8. Predicting with Regression
The idea of regression is to fit a straight line to a set of data. It is quite a simple model in this sense, but regression is useful to do when just a straight line is a sufficiently accurate model of the data. The upsides of regression is that it is easy to implement and easy to interpret, but you’ll get poor performance if you try to do regression in non-linear settings since you’ll often miss important features of the data. In the practical of this lecture, we’ll look at geyser eruption data (the Old Faithful geyser, specifically).
Concepts covered in the practical: fitting linear models, plotting lines through scatter plots, linear regression, differences in RMSE between train and test sets, prediction intervals.

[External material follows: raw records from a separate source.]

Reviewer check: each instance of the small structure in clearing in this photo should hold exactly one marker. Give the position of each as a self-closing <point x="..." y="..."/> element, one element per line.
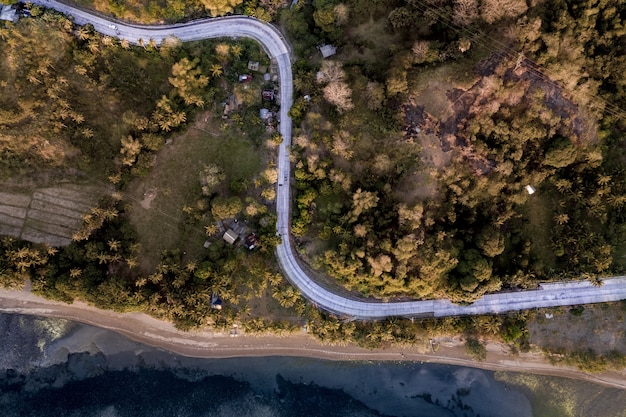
<point x="268" y="95"/>
<point x="327" y="50"/>
<point x="8" y="13"/>
<point x="253" y="65"/>
<point x="251" y="241"/>
<point x="245" y="78"/>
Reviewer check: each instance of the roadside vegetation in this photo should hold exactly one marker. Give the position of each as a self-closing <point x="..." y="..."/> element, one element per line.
<point x="471" y="154"/>
<point x="176" y="138"/>
<point x="414" y="147"/>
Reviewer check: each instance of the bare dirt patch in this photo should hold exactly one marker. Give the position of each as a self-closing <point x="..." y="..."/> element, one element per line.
<point x="600" y="327"/>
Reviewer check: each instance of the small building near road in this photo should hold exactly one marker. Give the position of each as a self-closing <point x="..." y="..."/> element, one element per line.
<point x="230" y="236"/>
<point x="265" y="114"/>
<point x="8" y="13"/>
<point x="253" y="65"/>
<point x="267" y="95"/>
<point x="245" y="78"/>
<point x="327" y="50"/>
<point x="251" y="241"/>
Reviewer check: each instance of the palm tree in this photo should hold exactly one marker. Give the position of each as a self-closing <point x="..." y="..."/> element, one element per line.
<point x="191" y="266"/>
<point x="216" y="70"/>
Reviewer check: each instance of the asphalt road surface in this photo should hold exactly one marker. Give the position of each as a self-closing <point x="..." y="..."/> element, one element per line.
<point x="548" y="295"/>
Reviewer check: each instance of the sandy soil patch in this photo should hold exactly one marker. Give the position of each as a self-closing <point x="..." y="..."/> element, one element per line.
<point x="600" y="327"/>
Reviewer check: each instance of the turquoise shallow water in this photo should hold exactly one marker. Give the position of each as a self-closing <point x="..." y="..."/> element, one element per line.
<point x="51" y="367"/>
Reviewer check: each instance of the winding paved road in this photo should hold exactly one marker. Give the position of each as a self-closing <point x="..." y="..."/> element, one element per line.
<point x="553" y="294"/>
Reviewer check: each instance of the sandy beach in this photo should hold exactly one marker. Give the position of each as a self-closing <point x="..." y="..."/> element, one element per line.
<point x="145" y="329"/>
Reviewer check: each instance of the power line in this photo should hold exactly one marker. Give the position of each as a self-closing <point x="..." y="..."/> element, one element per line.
<point x="482" y="39"/>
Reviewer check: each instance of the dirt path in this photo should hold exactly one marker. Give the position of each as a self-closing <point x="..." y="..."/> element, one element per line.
<point x="207" y="344"/>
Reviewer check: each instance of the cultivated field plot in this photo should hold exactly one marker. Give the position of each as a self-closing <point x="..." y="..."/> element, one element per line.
<point x="47" y="215"/>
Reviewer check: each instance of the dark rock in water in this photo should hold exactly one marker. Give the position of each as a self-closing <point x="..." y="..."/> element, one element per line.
<point x="312" y="400"/>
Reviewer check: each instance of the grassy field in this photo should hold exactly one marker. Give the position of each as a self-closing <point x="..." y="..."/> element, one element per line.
<point x="175" y="178"/>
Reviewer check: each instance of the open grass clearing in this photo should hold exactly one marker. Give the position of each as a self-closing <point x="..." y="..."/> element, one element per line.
<point x="538" y="214"/>
<point x="373" y="40"/>
<point x="175" y="179"/>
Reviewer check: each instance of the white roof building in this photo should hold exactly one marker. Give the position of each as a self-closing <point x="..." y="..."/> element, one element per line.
<point x="8" y="13"/>
<point x="327" y="50"/>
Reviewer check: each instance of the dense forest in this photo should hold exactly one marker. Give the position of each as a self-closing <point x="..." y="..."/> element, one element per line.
<point x="450" y="148"/>
<point x="414" y="161"/>
<point x="80" y="107"/>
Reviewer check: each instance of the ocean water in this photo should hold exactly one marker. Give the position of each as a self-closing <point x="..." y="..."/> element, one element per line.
<point x="52" y="367"/>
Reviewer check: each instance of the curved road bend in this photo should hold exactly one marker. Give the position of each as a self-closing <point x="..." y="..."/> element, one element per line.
<point x="549" y="295"/>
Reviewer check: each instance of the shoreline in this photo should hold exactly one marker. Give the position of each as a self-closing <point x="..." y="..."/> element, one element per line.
<point x="145" y="329"/>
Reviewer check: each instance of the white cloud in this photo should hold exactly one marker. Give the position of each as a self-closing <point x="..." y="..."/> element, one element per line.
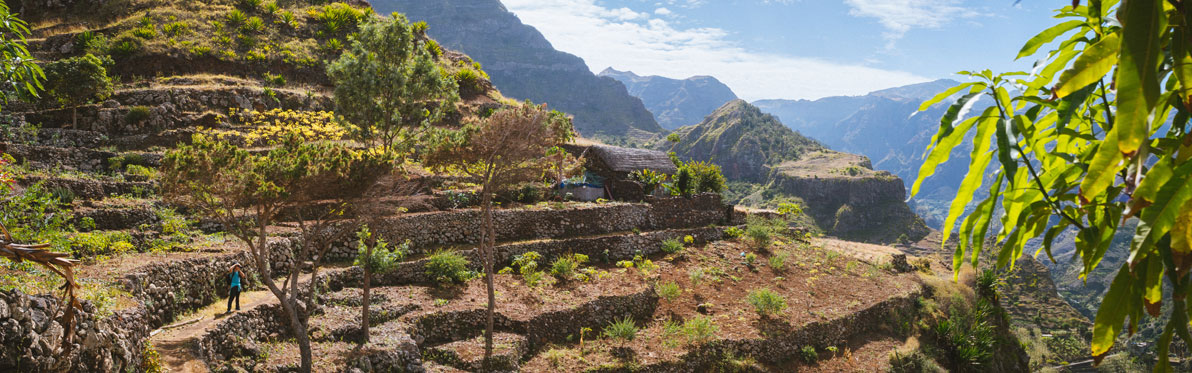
<point x="651" y="45"/>
<point x="900" y="16"/>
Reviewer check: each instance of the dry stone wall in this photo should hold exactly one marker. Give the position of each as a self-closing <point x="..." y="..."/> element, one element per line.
<point x="31" y="337"/>
<point x="464" y="227"/>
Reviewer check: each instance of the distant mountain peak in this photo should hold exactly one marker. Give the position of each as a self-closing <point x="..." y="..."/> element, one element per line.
<point x="675" y="103"/>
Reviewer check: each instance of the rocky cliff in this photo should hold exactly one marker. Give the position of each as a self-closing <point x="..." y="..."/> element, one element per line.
<point x="883" y="125"/>
<point x="675" y="103"/>
<point x="525" y="66"/>
<point x="839" y="191"/>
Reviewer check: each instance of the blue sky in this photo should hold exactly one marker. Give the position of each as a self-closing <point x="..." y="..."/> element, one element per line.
<point x="793" y="49"/>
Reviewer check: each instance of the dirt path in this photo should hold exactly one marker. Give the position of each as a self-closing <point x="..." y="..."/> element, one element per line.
<point x="179" y="347"/>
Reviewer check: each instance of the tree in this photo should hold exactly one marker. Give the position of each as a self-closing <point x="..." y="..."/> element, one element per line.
<point x="508" y="148"/>
<point x="247" y="192"/>
<point x="374" y="258"/>
<point x="76" y="81"/>
<point x="386" y="82"/>
<point x="1087" y="149"/>
<point x="19" y="73"/>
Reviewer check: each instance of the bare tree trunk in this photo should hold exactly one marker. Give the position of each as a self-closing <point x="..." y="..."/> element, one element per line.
<point x="486" y="249"/>
<point x="364" y="316"/>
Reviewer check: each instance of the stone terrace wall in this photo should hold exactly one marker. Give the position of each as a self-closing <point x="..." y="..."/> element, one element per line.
<point x="32" y="339"/>
<point x="464" y="227"/>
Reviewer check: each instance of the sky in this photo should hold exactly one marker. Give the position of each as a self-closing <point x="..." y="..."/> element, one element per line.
<point x="793" y="49"/>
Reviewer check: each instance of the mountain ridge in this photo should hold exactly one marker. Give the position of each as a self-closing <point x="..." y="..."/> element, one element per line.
<point x="675" y="103"/>
<point x="523" y="64"/>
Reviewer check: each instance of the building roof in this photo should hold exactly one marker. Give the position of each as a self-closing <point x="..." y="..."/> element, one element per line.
<point x="626" y="160"/>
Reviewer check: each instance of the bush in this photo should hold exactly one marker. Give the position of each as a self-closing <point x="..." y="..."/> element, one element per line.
<point x="564" y="267"/>
<point x="808" y="354"/>
<point x="733" y="232"/>
<point x="124" y="45"/>
<point x="448" y="267"/>
<point x="141" y="171"/>
<point x="273" y="80"/>
<point x="137" y="114"/>
<point x="236" y="17"/>
<point x="469" y="81"/>
<point x="699" y="330"/>
<point x="778" y="261"/>
<point x="669" y="291"/>
<point x="177" y="29"/>
<point x="624" y="330"/>
<point x="767" y="302"/>
<point x="671" y="246"/>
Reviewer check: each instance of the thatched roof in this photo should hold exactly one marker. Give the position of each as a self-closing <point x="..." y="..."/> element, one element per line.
<point x="625" y="160"/>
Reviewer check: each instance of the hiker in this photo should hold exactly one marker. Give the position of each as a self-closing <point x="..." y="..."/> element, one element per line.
<point x="234" y="291"/>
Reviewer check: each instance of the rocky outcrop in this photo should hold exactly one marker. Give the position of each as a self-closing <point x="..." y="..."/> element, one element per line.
<point x="743" y="141"/>
<point x="525" y="66"/>
<point x="868" y="209"/>
<point x="675" y="103"/>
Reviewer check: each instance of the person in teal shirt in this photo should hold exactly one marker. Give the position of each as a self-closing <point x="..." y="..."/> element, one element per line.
<point x="234" y="291"/>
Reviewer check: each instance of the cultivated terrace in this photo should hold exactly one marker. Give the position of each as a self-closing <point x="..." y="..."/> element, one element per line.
<point x="311" y="143"/>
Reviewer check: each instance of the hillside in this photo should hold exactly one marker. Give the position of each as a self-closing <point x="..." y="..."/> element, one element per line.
<point x="665" y="284"/>
<point x="880" y="125"/>
<point x="675" y="103"/>
<point x="767" y="162"/>
<point x="525" y="66"/>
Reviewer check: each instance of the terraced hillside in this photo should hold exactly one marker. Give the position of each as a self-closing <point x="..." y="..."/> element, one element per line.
<point x="668" y="284"/>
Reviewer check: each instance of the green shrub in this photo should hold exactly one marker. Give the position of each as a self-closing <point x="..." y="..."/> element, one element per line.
<point x="469" y="81"/>
<point x="808" y="354"/>
<point x="733" y="232"/>
<point x="778" y="261"/>
<point x="125" y="45"/>
<point x="669" y="291"/>
<point x="671" y="246"/>
<point x="622" y="330"/>
<point x="274" y="80"/>
<point x="649" y="179"/>
<point x="91" y="42"/>
<point x="767" y="302"/>
<point x="141" y="171"/>
<point x="236" y="17"/>
<point x="137" y="114"/>
<point x="699" y="330"/>
<point x="177" y="29"/>
<point x="448" y="267"/>
<point x="339" y="16"/>
<point x="564" y="267"/>
<point x="434" y="48"/>
<point x="253" y="24"/>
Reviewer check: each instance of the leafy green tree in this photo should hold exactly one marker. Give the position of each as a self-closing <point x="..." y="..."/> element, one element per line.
<point x="1104" y="141"/>
<point x="76" y="81"/>
<point x="508" y="148"/>
<point x="19" y="74"/>
<point x="247" y="192"/>
<point x="374" y="258"/>
<point x="387" y="82"/>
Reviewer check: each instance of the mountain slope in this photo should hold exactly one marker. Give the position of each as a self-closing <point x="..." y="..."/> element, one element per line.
<point x="839" y="191"/>
<point x="675" y="103"/>
<point x="883" y="125"/>
<point x="525" y="66"/>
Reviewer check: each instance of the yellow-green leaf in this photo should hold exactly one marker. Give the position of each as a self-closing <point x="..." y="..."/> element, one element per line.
<point x="980" y="159"/>
<point x="1137" y="75"/>
<point x="1105" y="165"/>
<point x="1047" y="36"/>
<point x="1093" y="63"/>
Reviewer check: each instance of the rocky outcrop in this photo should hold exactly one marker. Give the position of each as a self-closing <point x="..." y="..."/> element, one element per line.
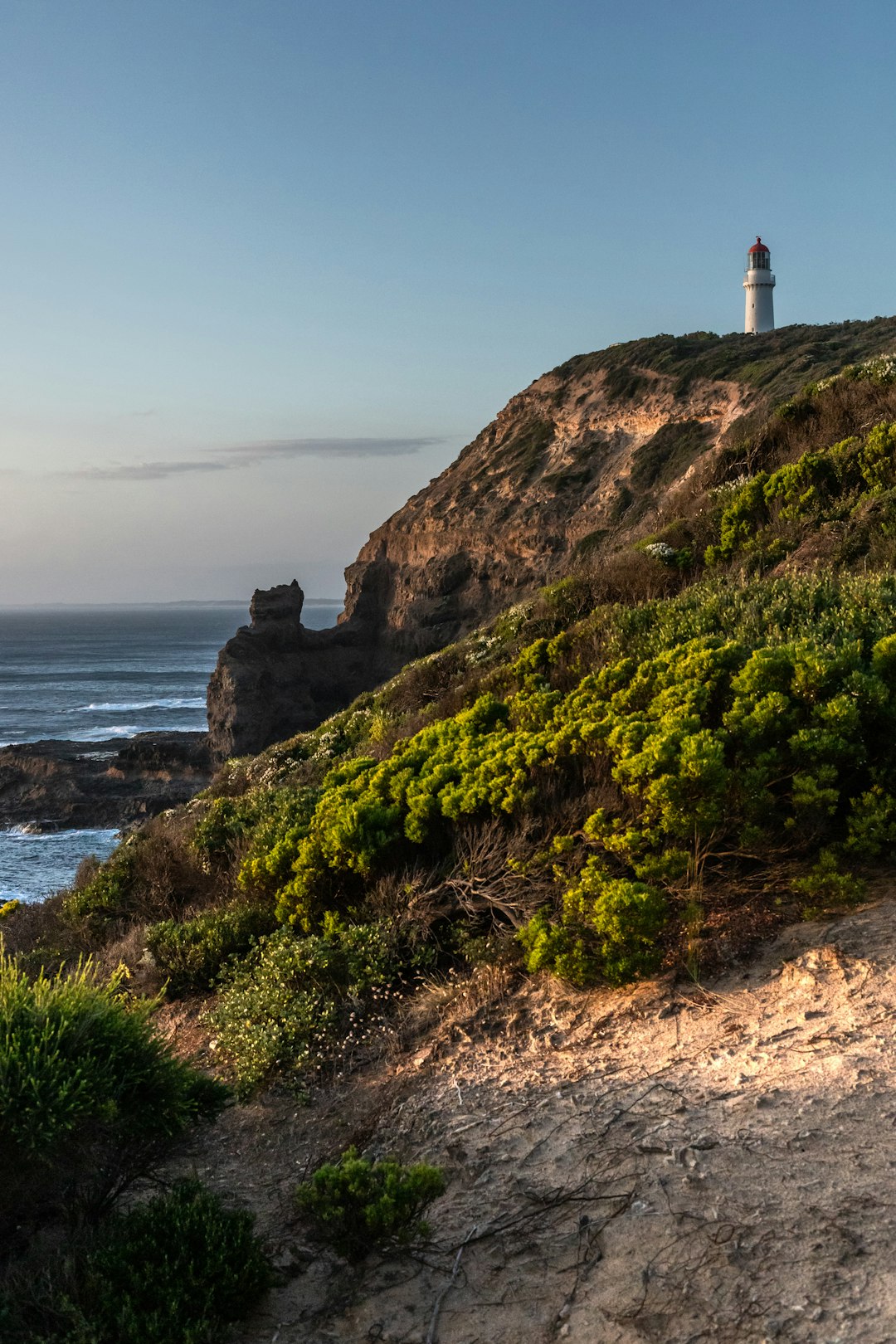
<point x="582" y="463"/>
<point x="56" y="785"/>
<point x="277" y="678"/>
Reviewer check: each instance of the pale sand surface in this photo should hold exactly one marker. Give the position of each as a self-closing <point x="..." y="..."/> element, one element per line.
<point x="670" y="1164"/>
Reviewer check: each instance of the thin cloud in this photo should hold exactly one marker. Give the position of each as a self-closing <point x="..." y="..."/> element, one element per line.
<point x="250" y="455"/>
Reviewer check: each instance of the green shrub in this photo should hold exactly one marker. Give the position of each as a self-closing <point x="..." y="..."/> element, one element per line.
<point x="223" y="825"/>
<point x="191" y="953"/>
<point x="358" y="1205"/>
<point x="89" y="1094"/>
<point x="173" y="1270"/>
<point x="297" y="1001"/>
<point x="106" y="897"/>
<point x="767" y="515"/>
<point x="609" y="928"/>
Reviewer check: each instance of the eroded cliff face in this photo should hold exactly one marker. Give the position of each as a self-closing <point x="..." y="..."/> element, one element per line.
<point x="568" y="466"/>
<point x="577" y="466"/>
<point x="277" y="678"/>
<point x="564" y="470"/>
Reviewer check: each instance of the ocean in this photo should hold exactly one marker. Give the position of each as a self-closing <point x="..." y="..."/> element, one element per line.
<point x="88" y="674"/>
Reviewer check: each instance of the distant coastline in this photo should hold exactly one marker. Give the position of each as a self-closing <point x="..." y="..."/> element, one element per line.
<point x="119" y="606"/>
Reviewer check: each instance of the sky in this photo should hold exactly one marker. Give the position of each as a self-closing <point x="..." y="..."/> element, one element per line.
<point x="266" y="265"/>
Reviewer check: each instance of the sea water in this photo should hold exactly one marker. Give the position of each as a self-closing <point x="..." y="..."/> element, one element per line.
<point x="89" y="674"/>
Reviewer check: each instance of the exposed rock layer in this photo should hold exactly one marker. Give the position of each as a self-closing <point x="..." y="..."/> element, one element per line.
<point x="54" y="785"/>
<point x="579" y="464"/>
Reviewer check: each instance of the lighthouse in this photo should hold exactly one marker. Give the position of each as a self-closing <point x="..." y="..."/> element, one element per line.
<point x="759" y="284"/>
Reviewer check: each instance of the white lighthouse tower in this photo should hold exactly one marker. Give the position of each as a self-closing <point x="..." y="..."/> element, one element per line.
<point x="759" y="284"/>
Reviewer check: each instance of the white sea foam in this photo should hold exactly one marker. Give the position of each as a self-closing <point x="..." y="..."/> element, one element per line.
<point x="37" y="864"/>
<point x="197" y="702"/>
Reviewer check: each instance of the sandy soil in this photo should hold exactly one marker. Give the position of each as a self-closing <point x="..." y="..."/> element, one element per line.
<point x="672" y="1164"/>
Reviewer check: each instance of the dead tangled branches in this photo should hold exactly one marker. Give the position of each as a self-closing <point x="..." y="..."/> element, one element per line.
<point x="486" y="882"/>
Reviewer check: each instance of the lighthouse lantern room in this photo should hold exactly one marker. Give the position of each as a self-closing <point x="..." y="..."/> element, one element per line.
<point x="759" y="284"/>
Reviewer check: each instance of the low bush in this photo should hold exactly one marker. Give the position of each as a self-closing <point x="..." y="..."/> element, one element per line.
<point x="192" y="953"/>
<point x="173" y="1270"/>
<point x="609" y="926"/>
<point x="296" y="1003"/>
<point x="89" y="1094"/>
<point x="358" y="1205"/>
<point x="155" y="874"/>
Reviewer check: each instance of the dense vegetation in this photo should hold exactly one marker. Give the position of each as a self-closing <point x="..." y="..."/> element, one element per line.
<point x="90" y="1103"/>
<point x="645" y="767"/>
<point x="171" y="1270"/>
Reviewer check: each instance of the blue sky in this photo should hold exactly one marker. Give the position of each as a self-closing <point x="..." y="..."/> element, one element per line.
<point x="265" y="266"/>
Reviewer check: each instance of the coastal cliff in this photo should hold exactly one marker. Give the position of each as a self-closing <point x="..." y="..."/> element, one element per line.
<point x="581" y="464"/>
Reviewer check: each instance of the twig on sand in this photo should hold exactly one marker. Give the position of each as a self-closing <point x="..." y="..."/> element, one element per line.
<point x="430" y="1333"/>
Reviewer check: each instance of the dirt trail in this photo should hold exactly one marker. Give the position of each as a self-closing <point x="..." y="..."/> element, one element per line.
<point x="668" y="1166"/>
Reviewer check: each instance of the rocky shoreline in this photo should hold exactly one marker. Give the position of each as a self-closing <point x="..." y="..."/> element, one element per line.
<point x="58" y="785"/>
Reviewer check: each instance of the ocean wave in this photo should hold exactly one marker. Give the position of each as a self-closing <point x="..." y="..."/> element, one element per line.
<point x="84" y="835"/>
<point x="134" y="706"/>
<point x="108" y="730"/>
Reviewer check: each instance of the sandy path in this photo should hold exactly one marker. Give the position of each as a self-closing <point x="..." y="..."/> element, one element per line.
<point x="664" y="1166"/>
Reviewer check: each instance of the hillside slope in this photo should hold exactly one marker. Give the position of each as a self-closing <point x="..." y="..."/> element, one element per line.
<point x="575" y="466"/>
<point x="653" y="1166"/>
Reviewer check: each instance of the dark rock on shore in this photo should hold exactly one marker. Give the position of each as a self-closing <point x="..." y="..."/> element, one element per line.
<point x="56" y="785"/>
<point x="582" y="464"/>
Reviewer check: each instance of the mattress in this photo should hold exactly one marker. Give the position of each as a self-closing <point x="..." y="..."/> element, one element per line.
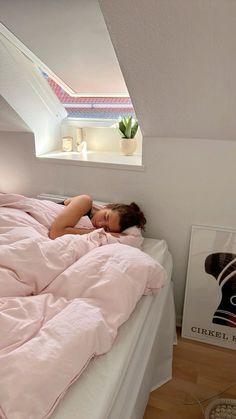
<point x="116" y="385"/>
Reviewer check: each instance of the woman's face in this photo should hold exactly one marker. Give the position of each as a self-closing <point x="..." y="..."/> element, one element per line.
<point x="107" y="219"/>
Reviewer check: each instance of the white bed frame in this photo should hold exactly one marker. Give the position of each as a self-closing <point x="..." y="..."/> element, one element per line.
<point x="139" y="361"/>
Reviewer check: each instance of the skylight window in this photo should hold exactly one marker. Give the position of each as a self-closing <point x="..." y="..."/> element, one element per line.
<point x="109" y="108"/>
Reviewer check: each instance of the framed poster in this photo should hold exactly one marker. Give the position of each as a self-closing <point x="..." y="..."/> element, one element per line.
<point x="210" y="295"/>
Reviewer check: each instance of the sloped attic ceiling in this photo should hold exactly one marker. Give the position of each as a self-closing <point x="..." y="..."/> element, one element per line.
<point x="70" y="37"/>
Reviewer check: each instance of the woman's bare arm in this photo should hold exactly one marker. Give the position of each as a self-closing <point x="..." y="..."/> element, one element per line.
<point x="74" y="209"/>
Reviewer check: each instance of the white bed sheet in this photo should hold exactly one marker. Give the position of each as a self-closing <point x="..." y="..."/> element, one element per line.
<point x="116" y="385"/>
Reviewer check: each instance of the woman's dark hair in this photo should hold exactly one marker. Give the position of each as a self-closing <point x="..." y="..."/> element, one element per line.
<point x="130" y="215"/>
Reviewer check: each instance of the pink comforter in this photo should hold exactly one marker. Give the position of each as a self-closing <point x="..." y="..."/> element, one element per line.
<point x="61" y="302"/>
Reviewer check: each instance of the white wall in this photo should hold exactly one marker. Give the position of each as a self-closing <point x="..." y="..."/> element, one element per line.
<point x="24" y="89"/>
<point x="185" y="182"/>
<point x="71" y="38"/>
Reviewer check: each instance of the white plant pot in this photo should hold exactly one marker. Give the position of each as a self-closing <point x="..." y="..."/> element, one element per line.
<point x="128" y="146"/>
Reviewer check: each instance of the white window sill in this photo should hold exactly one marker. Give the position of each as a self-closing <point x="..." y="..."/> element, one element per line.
<point x="107" y="159"/>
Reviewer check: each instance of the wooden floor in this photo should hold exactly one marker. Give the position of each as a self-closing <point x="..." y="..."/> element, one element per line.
<point x="199" y="371"/>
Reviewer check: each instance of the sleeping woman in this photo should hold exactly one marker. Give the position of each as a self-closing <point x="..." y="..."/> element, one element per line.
<point x="114" y="218"/>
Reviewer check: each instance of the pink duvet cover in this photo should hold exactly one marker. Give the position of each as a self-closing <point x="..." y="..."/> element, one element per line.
<point x="61" y="302"/>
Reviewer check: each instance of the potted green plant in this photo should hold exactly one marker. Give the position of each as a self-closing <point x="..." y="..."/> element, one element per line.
<point x="128" y="127"/>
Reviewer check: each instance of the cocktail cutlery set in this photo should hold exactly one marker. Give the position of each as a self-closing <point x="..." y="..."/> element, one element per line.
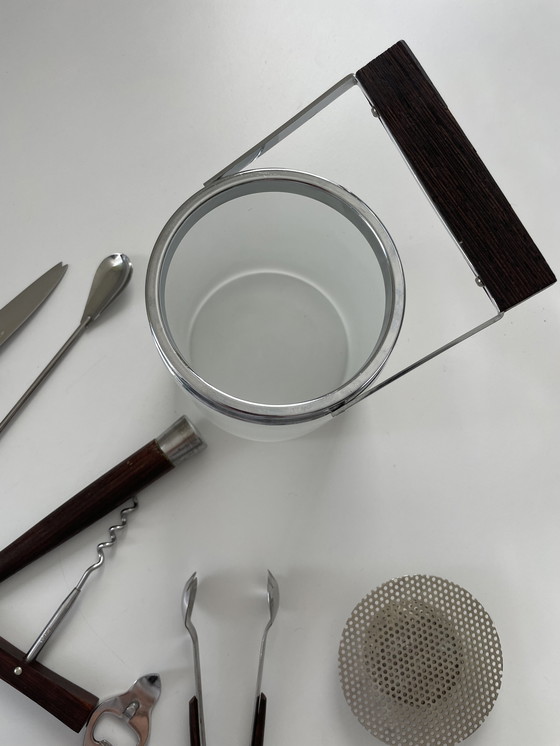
<point x="420" y="661"/>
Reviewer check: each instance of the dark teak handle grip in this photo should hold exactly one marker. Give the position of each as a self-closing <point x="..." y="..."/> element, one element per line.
<point x="102" y="496"/>
<point x="458" y="183"/>
<point x="257" y="738"/>
<point x="68" y="702"/>
<point x="194" y="722"/>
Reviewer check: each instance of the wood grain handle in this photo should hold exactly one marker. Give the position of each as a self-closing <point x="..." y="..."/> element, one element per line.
<point x="257" y="737"/>
<point x="103" y="495"/>
<point x="68" y="702"/>
<point x="475" y="210"/>
<point x="194" y="722"/>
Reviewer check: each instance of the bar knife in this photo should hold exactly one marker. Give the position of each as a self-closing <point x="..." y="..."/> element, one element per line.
<point x="24" y="305"/>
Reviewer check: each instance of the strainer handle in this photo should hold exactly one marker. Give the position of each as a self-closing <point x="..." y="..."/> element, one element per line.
<point x="503" y="255"/>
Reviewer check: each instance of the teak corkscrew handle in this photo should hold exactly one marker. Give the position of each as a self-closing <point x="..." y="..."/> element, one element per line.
<point x="68" y="702"/>
<point x="103" y="495"/>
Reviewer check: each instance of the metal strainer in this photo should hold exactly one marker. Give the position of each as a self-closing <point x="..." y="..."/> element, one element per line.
<point x="420" y="662"/>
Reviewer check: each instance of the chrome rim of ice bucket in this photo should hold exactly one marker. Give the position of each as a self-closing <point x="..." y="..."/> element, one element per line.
<point x="275" y="180"/>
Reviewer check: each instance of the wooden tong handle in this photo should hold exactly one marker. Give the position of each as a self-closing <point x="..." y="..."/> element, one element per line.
<point x="68" y="702"/>
<point x="194" y="722"/>
<point x="257" y="738"/>
<point x="102" y="496"/>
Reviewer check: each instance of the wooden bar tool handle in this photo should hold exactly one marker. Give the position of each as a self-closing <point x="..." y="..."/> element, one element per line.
<point x="68" y="702"/>
<point x="257" y="737"/>
<point x="103" y="495"/>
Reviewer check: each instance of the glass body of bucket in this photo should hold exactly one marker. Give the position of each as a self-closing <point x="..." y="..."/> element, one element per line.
<point x="274" y="297"/>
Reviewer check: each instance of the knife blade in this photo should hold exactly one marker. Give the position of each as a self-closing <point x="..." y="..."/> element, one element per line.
<point x="24" y="305"/>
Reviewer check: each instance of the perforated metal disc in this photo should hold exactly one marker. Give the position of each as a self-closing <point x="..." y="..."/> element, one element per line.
<point x="420" y="662"/>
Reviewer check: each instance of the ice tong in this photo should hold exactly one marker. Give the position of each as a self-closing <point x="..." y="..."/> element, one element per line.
<point x="196" y="715"/>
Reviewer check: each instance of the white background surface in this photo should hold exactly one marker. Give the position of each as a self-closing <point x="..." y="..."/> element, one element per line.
<point x="113" y="113"/>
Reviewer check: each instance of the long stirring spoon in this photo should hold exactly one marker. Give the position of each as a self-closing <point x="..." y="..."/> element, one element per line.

LM can be done with multiple variables, and is often is useful in combination with other models (we’ll cover model blending later).
9. Predicting with multivariate regression
We can predict using multiple covariates. We’ll again be using the wages data to predict wages of a group of men, and explore the dataset to find out which predictors are the most important to include in the model.
Concepts covered in the practical: running the multivariate regression, diagnostics plots of residuals (residuals versus fitted values, residuals over indices of rows, etc.)